Bernarde Urquia, do povo indígena Shipibo Conibo, destacou que é preciso investir em uma comunicação que fortaleça iniciativas de educação popular nos territórios. “Nós, indígenas, fazemos uma comunicação não comercial. Explicamos na radio que o aluguel de Terras Indígenas para o monocultivo de mamão, por exemplo, não é bom. É que, depois de cinco anos, o solo fica destruído e os indígenas não conseguem plantar mais nada”, exemplifica. Ele integra a Rede de Comunicadores Indígenas da Região de Ucayali, na fronteira do Peru com o Brasil. “Gostaríamos de ter uma rádio comunitária. Como não temos, somos obrigados a pagar um horário em uma rádio comercial, ainda que nossa comunicação seja educativa”, contou.
Depoimentos como os de Bernarde se repetiram pela Universidade de San Martin, sede do Fórum. As comunicadoras e os comunicadores se dividiam entre o trabalho de fazer a cobertura e a missão de debater politicamente de forma transversal a comunicação nas atividades dos demais eixos políticos do evento: mulheres; mudanças climáticas; soberania e segurança alimentar; megaprojetos e extrativismo; juventudes; e cidade para viver na panamazônia.
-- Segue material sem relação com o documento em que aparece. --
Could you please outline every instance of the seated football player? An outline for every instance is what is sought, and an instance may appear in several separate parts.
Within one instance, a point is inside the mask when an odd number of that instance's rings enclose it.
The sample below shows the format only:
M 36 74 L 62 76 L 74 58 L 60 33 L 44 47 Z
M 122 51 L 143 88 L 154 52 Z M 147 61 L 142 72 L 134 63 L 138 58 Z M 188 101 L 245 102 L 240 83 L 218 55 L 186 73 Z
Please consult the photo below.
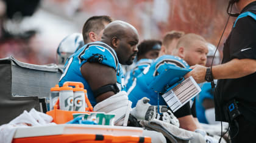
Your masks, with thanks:
M 208 53 L 206 43 L 202 37 L 196 34 L 189 33 L 182 36 L 172 50 L 173 55 L 177 56 L 164 55 L 158 58 L 135 80 L 133 84 L 135 86 L 130 88 L 127 91 L 128 97 L 133 102 L 132 107 L 135 107 L 138 100 L 144 96 L 150 99 L 149 103 L 152 105 L 166 105 L 161 95 L 149 88 L 149 84 L 155 79 L 154 77 L 161 74 L 161 69 L 165 66 L 165 68 L 168 66 L 189 68 L 196 64 L 205 65 Z M 192 113 L 190 102 L 174 113 L 181 128 L 190 131 L 201 128 L 198 121 L 194 121 Z

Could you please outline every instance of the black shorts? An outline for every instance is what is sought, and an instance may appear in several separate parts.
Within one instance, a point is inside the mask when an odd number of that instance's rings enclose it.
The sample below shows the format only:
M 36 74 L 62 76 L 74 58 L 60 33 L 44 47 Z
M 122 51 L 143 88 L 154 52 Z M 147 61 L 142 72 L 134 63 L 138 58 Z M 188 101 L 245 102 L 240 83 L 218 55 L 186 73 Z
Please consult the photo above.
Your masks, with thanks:
M 232 142 L 255 142 L 256 125 L 247 121 L 243 115 L 237 117 L 236 120 L 238 125 L 235 122 L 230 124 L 229 133 Z

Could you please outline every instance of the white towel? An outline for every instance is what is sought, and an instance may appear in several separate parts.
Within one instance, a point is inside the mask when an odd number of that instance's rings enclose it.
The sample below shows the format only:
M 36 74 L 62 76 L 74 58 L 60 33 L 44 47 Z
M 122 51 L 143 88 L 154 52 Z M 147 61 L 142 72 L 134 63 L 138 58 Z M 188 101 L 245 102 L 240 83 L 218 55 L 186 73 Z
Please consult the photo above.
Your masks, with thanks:
M 24 111 L 9 124 L 0 126 L 0 143 L 11 143 L 18 128 L 29 126 L 41 126 L 52 124 L 52 118 L 46 114 L 36 111 L 34 108 L 29 112 Z

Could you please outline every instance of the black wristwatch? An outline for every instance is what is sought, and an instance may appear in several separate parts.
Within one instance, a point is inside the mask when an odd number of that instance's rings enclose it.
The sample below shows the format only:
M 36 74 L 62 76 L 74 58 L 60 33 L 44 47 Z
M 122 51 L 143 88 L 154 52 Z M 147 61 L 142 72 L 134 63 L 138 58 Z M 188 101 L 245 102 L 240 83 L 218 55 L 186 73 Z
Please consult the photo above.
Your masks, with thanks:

Essa situação, aliás, foi apontada como uma dificuldade em se difundir os temas relacionamentos à comunicação até mesmo no interior da sociedade civil organizada. O número de comunicadores trabalhando do evento se contrastou, por exemplo, com os que puderam estar nos debates do eixo “Comunicação para a vida”. Para mudar essa situação, foi feita a proposta de se instituir encontros de comunicadores e de comunicadoras nos próximos FSPAs. De todo modo, o “agir comunicativo”, seja fazendo fotos, vídeos, rádio ou textos, foi visto como político. A equipe de comunicação do FSPA e os grupos de mídia presentes no evento foram saudados na plenária final.